As Black History returns to consciousness, I am reminded of the quilting tradition received as a child growing up in the Church of God in Cleveland, OH. Both my grandmother and my great grandmother were Quilters. As members of the Missionary Circle of the Church, the women gathered around a frame spread out in the fellowship hall on Saturdays, each working with needle and thread adding communal stitching to a single quilt.
With my grandfather being a tailor and my mother a seamstress, I clearly inherited my skills and creativity with cloth. As a freshman in WRC dormitory at Tennessee State University, I spent many hours on my sewing machine making all of my clothing. When the Titans played their Super Bowl season, I thought to take my T-shirts from the season and make a quilt. Now I remember — my known ancestors were quilters!
You might know by now that I am a person of knowledge. My friends and acquaintances have always said, ‘she thinks she knows everything!’. No; but I want to! Love to read. Love books. I love… KNOWLEDGE!
My very first book buy on the subject is one that I value as being one of the most important that I have found. It’s title: ‘A Communion Of The Spirits: African American Quilters, Preservers, and their Stories’ (1996) by Roland Freeman. Turns out that he would be the Curator for the Exhibit of Quilts made to honor the Inauguration of President Obama in Washington, DC. In 2008. In 1974 Freeman went as a photojournalist on assignment by the Smithsonian Institute to Mississippi to capture black folk culture.
From the deepest parts of Mississippi he emerged with knowledge and renewed love of quilts (his grandmother had a ‘healing quilt’); that resulted in this ‘bible’, this ‘scripture’ complete with the most important pictorial of quilting as an African American tradition. I, too then, seek now to find the ‘spiritual’, the ‘healing’ the ‘communal’ forces of the quilt.

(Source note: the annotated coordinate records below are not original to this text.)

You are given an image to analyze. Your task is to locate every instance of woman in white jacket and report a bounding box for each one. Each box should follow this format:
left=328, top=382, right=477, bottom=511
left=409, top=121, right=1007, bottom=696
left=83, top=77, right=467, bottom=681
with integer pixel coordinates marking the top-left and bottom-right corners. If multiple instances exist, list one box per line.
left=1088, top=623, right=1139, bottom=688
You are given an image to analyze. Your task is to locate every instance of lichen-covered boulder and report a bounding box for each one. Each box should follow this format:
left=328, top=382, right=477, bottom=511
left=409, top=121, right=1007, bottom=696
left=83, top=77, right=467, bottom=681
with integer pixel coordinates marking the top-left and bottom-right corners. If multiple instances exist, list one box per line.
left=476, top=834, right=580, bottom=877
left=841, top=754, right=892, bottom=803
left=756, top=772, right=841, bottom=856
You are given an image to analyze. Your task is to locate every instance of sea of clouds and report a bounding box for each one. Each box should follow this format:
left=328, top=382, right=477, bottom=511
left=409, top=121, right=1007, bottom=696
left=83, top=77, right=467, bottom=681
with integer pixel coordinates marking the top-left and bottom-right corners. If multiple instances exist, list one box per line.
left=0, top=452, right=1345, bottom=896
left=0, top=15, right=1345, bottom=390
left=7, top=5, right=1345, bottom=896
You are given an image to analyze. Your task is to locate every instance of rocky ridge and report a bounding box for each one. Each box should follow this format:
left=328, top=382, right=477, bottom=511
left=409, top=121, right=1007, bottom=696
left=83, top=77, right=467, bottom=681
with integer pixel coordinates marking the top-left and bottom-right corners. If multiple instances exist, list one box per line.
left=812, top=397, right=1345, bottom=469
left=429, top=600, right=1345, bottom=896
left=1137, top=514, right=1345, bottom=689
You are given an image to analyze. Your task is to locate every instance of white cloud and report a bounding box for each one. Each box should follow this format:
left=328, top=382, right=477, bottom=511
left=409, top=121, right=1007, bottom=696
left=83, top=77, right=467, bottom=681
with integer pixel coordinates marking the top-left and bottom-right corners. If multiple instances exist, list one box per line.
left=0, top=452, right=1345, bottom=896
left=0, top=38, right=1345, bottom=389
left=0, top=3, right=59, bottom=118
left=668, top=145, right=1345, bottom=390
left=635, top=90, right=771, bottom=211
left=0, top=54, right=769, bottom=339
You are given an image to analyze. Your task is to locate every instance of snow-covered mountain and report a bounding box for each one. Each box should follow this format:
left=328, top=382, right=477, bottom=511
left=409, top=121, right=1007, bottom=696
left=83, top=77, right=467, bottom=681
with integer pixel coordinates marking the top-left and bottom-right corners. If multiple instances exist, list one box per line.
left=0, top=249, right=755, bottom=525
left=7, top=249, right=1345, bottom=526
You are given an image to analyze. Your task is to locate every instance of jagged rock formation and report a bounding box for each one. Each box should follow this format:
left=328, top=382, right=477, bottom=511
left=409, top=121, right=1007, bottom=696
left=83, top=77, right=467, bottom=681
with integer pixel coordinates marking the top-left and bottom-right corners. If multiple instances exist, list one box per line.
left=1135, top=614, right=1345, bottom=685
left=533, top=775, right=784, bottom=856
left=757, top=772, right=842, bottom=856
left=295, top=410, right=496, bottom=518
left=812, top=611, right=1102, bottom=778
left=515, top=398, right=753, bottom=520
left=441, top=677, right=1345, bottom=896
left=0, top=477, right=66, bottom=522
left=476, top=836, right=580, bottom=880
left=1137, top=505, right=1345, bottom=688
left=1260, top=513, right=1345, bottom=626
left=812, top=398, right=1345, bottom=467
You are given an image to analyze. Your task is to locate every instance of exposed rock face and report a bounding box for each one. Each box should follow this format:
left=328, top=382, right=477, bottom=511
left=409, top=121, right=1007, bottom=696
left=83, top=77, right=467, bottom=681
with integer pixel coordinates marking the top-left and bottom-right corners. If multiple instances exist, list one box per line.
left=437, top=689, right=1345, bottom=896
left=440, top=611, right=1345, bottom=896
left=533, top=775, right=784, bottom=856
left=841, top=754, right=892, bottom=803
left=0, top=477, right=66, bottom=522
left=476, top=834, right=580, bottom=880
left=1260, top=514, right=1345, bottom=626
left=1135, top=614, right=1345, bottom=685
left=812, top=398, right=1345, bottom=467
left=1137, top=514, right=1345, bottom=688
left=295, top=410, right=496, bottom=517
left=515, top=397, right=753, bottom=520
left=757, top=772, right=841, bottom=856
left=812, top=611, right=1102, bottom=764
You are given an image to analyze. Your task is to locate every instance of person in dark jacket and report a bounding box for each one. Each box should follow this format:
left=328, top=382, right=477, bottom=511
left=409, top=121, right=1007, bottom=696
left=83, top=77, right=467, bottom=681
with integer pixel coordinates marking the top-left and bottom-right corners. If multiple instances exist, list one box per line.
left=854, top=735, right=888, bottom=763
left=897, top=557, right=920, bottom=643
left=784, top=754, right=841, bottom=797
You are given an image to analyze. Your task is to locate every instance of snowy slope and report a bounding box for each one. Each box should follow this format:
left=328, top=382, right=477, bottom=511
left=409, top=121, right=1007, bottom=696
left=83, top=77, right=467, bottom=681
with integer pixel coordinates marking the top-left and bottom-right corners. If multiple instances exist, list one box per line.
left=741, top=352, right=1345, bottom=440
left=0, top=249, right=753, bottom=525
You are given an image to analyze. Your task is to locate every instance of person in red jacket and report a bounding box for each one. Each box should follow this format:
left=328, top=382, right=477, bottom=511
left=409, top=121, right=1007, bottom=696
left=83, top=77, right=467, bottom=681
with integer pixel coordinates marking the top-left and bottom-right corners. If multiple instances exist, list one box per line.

Last year for Black History Month I completed a quilt which I call ‘The Black History Lesson’. I used it as a teaching tool with a group of girl scouts at Still Water Café, Falcon Feathers Fiber Studio.I have completed two important historical quilts: One is a pictorial of ‘My Family Tree’; the other is my ‘Underground Rail-road’ quilt. Engaging is the book ‘Hidden In Plain View: A Secret Story Of Quilts And The Underground Railroad’, by Tobin and Dobard. The making of this quilt has ‘jumped out the bushes’ and grabbed me. Ready now to follow the trail… across the Ohio River… into Canada! A very powerful piece of the American Black His-tory Month story.
And then there is this very expensive book that I bought entitled ‘Gee’s Bend: The Architecture Of The Quilt’ edited by Arnett, Cubbs and Metcalf.A group of black women so deep in Alabama that Gee’s Bend sits on “Bend” of the Miss-issippi River. So controversial is the story of their quilts that after their Quilts ended up in the New York Museum of Art, all kinds of things happened.
Including the Play, which I went to see in Atlanta during the 2009 National Black Arts Festival. As well as subsequent legal battles to justify the fact that he millions being generated on these Quilts would somehow in part return to the women whose hands had made them.
The ‘spiritual’, the ‘healing’ the ‘communal’ forces of the quilt— providing this moment in Black History.